Overall, there was a large number of putatively paralogous gene copies recovered at most loci (c. 36% of loci/sample, averaged across all samples) but this was highly variable among taxa (Prumnopitys andina, Podocarpaceae: c. 13% of recovered loci; Sciadopitys verticillata, Sciadopityaceae: 80% of recovered loci) (Figure 2; Table S2). The extent of paralogy might reflect the generally large genome size of conifers, which is also highly variable, with at least an order of magnitude difference between the smallest and the largest conifer genomes [14]. Polyploidy is a major driver of genome size evolution amongst angiosperms, although until recently [48,49], this phenomenon was thought to be relatively rare among conifers (e.g., [13,50,51]). In addition, conifer genome size evolution has been attributed to other factors, such as a high copy number of long transposable elements (e.g., [25]). The distribution of paralogs in our data supports the view that genome size, per se, is only partly related to the frequency of duplicated genes. For instance, Podocarpaceae has the smallest average genome size [14] and the smallest proportion of paralogs in our data. On the other hand, Pinaceae generally have large genomes, and we found a large proportion of putative paralogs among samples from this family. However, the relatively large genome size among Araucariaceae is not strongly associated with a high number of paralogous genes in our data (Figure 2), suggesting that factors other than gene duplication (e.g., transposable elements, larger introns, and abundant pseudogenes; [13,25,48] are also important drivers of genome size evolution.

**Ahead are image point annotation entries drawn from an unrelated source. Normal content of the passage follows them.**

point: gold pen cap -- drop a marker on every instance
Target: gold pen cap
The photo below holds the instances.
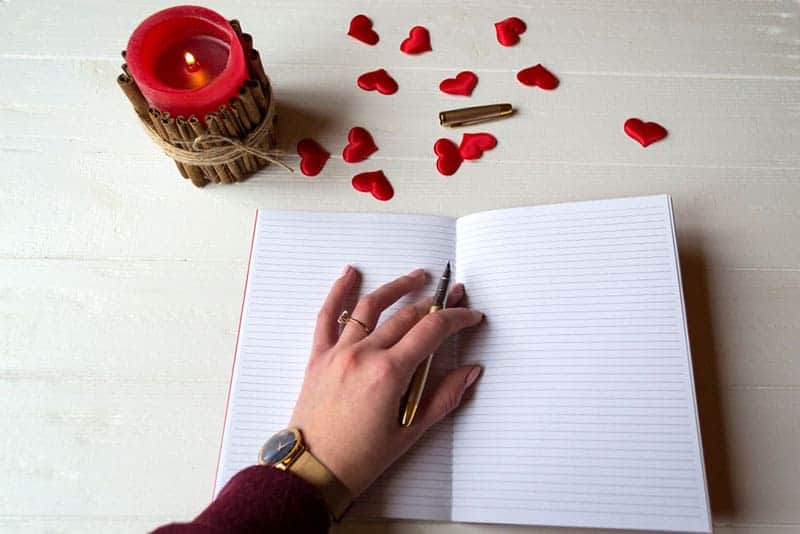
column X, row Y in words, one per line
column 474, row 115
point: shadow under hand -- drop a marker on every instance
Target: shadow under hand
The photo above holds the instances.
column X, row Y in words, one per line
column 705, row 360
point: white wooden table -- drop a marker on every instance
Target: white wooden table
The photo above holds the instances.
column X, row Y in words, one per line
column 120, row 283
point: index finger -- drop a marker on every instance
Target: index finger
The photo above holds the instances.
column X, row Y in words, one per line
column 426, row 336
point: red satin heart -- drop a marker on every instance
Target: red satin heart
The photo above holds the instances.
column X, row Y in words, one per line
column 449, row 159
column 361, row 29
column 312, row 157
column 463, row 84
column 538, row 76
column 644, row 132
column 378, row 80
column 417, row 42
column 374, row 182
column 360, row 145
column 508, row 30
column 473, row 145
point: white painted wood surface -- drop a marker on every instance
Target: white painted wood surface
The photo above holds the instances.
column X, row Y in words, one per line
column 120, row 283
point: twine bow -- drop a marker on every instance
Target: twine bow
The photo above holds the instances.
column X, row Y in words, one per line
column 214, row 149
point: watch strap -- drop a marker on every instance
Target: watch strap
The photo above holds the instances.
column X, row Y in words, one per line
column 335, row 494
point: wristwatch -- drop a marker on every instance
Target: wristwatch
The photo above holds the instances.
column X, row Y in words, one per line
column 286, row 451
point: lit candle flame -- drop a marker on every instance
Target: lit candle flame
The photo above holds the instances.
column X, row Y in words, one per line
column 190, row 60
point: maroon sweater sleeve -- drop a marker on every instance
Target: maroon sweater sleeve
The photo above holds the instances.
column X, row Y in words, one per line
column 260, row 499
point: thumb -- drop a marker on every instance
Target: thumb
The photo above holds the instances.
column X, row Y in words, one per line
column 447, row 396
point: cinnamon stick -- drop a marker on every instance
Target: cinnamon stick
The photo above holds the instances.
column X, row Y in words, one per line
column 257, row 69
column 262, row 102
column 212, row 119
column 236, row 167
column 133, row 93
column 258, row 95
column 235, row 128
column 159, row 121
column 247, row 126
column 199, row 129
column 196, row 174
column 249, row 104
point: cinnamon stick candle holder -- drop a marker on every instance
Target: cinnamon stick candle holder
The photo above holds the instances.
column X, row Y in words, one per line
column 227, row 145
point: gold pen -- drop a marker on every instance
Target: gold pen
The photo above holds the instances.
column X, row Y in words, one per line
column 474, row 115
column 417, row 385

Of the 100 targeted gene regions, 90 were recovered for Gingko, and these were included in the paralogy resolution analyses. Orthology inference recovered 98 MO ortholog groups and 95 with more than 10 samples included, which were retained for phylogenetic inference. The concatenated length of the 95 loci was an average of c. 48,770 bp with an aligned length of c. 74,179 bp and approximately 34% missing values. The average aligned length of the individual loci was c. 780 bp and ranged from 440–1691 bp. The concatenated alignment includes 47,469 (c. 64%) variable positions, of which 36,350 (c. 49%) are parsimony informative and 44,818 (c. 60%) variable and 34,411 (c. 46%) parsimony informative characters within the conifer clade. The maximum likelihood topology inferred from these data is shown in Figure 3. Of the 65 clades recovered, only 7 have a bootstrap support value < 100, and of these, only 3 received less than 80% support (Figure 3). The inferred topology is generally in agreement with our current understanding of conifer relationships (e.g., [2,3,5]), while the poorly supported nodes are associated with short branches and may be inherently difficult to resolve (e.g., [52,53,54]). For example, the relationships within the Prumnopityoid clade of Podocarpaceae, and in particular the placement of Halocarpus, were found to be unstable in the recent analyses of Chen et al. [55] using a large transcriptome data set of c. 1000 nuclear and c. 40 chloroplast gene regions and is poorly resolved here (Figure 3).

4. Conclusions

In conclusion, we present a conifer-specific hybrid-capture bait set that has been shown to perform well in terms of the consistency of locus recovery across a broad range of gymnosperms, and these data can be applied to credibly resolve deep phylogenetic relationships within the conifer clade. As part of ongoing studies (Khan et al. in prep) [6,27,28], we have found the REMcon bait set to be similarly successful in resolving relationships among closely related species groups within Podocarpaceae. The REMcon bait set offers an efficient and relatively cost-effective approach that fills an important gap in conifer and gymnosperm phylogenomics. This hybrid-capture bait set has exciting future applications, including the resolution of complex phylogenetic relationships, population, and comparative genomics, providing valuable insights into the evolution and conservation of conifers and other gymnosperms.